EyeQuant is an intriguing outfit, using neuroscience as a marketing aid. Similarly to 3M’s Visual Attention Service, Feng-Gui and AttentionWizard, EyeQuant tells clients which parts of a webpage or ad are most likely to draw the user’s gaze. It does so in an automated fashion, which is only 90 percent as accurate as performing eye-tracking with live subjects, but much quicker and cheaper.

Here, for example, is EyeQuant’s take on GigaOM’s front page:

EyeQuant Gigaom page analysis

However, CEO and co-founder Fabian Stelzer suggested to me that EyeQuant has a significant technical advantage over those rivals:

“In terms of direct competitors, there are a few companies that claim to do the same thing that we do, but there’s a big difference in the way they do it. They are all using an open source library that’s freely available for download and was actually built by people who are now on-board with EyeQuant for teaching.

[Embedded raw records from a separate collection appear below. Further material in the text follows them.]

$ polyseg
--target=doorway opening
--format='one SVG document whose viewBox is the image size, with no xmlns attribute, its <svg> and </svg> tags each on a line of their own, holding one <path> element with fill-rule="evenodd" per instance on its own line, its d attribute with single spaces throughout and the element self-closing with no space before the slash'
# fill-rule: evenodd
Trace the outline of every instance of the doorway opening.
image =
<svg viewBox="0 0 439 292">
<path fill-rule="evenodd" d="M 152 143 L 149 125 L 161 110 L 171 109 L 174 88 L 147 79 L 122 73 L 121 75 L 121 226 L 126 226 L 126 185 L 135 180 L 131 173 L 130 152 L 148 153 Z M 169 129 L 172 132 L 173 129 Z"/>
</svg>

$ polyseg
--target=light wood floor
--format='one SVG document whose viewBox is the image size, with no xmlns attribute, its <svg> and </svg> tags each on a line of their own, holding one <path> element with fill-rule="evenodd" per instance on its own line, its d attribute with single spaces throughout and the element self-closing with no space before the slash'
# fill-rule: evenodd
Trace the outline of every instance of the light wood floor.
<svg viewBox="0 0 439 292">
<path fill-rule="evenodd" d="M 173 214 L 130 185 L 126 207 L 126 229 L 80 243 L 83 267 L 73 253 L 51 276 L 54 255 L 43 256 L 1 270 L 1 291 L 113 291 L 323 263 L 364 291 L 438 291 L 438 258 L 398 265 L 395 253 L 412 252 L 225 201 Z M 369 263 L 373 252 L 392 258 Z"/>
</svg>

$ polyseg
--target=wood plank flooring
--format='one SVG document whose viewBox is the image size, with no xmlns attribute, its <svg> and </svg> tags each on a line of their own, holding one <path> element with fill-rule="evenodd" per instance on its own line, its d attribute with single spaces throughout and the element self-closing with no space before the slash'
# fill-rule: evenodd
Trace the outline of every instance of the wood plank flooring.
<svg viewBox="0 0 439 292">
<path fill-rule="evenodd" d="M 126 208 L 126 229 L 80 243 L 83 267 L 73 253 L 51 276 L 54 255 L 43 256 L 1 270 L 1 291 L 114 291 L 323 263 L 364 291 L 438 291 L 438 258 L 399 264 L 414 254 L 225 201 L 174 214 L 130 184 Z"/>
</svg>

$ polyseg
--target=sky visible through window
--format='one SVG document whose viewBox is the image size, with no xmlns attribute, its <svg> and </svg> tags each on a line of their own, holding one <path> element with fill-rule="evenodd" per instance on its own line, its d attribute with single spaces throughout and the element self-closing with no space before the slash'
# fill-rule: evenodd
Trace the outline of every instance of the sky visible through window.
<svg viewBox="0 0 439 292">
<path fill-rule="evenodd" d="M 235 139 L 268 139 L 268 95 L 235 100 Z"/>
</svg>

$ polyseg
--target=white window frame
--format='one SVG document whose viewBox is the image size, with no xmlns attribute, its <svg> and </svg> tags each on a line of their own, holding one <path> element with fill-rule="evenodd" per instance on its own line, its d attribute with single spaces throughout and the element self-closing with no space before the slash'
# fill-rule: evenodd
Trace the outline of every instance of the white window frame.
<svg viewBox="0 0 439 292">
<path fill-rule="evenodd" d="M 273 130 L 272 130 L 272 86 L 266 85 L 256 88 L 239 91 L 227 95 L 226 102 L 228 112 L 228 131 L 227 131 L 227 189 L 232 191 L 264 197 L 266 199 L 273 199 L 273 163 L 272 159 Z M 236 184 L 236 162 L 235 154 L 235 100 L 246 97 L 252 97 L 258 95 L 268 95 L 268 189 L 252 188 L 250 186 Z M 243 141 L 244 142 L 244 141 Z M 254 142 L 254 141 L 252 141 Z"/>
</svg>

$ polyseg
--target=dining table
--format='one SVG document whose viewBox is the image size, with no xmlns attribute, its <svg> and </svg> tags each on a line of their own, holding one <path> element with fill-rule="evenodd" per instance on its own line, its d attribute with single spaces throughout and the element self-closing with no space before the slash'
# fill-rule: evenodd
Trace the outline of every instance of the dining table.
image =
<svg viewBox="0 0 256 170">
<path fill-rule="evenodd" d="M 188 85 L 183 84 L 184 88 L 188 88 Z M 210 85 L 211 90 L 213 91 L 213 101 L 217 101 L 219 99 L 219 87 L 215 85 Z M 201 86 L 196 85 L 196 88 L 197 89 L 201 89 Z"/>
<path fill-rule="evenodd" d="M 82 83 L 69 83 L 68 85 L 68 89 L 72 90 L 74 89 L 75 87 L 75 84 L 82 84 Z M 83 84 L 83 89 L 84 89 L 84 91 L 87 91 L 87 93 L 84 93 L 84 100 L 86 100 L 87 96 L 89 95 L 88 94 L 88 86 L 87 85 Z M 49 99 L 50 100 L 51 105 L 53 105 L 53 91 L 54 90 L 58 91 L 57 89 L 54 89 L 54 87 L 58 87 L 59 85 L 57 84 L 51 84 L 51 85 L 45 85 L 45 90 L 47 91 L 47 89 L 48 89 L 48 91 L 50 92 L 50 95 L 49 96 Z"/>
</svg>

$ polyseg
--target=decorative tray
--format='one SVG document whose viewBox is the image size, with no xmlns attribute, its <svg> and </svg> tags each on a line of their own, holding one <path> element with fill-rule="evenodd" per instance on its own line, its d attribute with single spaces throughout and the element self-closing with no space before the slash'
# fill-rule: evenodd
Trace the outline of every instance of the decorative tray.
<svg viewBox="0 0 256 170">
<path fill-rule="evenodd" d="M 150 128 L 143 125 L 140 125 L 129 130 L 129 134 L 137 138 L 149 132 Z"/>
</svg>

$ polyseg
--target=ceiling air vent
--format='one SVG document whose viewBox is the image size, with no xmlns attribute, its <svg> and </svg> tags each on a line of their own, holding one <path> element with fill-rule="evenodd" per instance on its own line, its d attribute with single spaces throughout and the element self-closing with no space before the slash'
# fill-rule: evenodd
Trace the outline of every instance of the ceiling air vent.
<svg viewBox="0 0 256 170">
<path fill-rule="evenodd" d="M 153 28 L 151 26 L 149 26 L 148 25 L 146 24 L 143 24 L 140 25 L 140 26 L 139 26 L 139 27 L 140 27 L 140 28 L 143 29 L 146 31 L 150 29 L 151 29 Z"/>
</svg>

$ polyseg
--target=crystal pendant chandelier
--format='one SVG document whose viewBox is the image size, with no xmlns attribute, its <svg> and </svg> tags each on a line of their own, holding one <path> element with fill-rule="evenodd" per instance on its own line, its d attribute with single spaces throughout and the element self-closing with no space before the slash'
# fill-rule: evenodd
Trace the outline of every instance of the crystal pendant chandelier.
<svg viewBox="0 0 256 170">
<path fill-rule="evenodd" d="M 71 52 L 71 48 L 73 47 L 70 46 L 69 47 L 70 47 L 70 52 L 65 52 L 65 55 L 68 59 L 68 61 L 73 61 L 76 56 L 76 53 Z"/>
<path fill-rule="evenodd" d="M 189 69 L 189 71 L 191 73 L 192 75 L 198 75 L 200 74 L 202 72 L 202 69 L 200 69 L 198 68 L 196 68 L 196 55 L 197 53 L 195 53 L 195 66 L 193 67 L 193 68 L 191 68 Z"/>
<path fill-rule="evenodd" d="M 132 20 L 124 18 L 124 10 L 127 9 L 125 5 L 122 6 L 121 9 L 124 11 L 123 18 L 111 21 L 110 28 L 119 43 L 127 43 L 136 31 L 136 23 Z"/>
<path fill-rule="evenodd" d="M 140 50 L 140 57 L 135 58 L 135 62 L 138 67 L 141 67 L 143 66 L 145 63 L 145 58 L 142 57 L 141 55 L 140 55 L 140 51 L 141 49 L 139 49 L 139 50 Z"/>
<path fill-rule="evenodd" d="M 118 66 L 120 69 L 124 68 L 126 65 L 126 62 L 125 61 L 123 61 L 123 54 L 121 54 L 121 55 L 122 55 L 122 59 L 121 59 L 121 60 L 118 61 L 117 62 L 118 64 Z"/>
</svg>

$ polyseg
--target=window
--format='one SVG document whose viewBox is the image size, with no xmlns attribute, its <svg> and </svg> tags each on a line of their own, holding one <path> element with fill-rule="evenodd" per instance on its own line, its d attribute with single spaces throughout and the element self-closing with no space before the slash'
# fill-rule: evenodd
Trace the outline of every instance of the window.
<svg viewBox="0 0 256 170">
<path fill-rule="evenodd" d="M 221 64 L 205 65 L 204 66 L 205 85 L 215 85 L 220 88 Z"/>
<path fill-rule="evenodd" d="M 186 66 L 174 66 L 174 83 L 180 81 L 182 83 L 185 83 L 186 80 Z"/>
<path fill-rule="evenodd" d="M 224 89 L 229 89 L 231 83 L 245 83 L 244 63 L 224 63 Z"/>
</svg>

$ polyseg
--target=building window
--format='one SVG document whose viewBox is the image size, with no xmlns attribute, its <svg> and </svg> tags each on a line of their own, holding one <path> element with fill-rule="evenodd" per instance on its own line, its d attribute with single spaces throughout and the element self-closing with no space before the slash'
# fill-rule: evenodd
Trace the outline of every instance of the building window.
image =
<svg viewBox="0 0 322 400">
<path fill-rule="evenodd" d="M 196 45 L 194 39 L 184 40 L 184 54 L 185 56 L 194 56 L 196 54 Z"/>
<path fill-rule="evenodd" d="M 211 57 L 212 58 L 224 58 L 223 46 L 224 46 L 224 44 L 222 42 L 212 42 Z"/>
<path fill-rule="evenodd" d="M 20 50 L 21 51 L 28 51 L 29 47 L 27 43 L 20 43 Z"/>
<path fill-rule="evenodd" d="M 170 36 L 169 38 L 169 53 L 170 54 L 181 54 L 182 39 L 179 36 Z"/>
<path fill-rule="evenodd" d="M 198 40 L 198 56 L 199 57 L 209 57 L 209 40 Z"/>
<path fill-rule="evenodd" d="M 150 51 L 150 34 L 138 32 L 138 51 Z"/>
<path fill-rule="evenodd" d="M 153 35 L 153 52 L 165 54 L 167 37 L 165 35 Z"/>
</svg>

“The professors we work with are the inventors of the method, which was initially built to understand the human visual cortex better and model it. If you do a PhD in the neuroscience of attention, you would be using that code.”

Stelzer suggested this open source library was “a good starting point” but not tailored to websites, mobile apps or outdoor advertising, which require a “data-driven model” based on lengthy eye-tracking experiments.

EyeQuant is the exclusive licensee (for sales and marketing purposes — there are apparently non-civilian licensees as well) of a Caltech patent authored by those professors, Christof Koch and Laurent Itti. Co-founder Peter Koenig is also a neuroscience professor.

“The specific process of taking eye tracking data and turning it into specific models is something only we can do,” Stelzer said. He added that the team had refined this peer-reviewed modelling method to the point where new models can be developed within a month.

And that’s where the $650,000, raised from investors such as Ballpark Ventures and Robin McIlvenny, is going to go: rolling out new models for different sectors. Mobile app analysis is EyeQuant’s top priority, but it will also be applying its technology to the retail space – helping retailers arrange their wares more seductively, for example.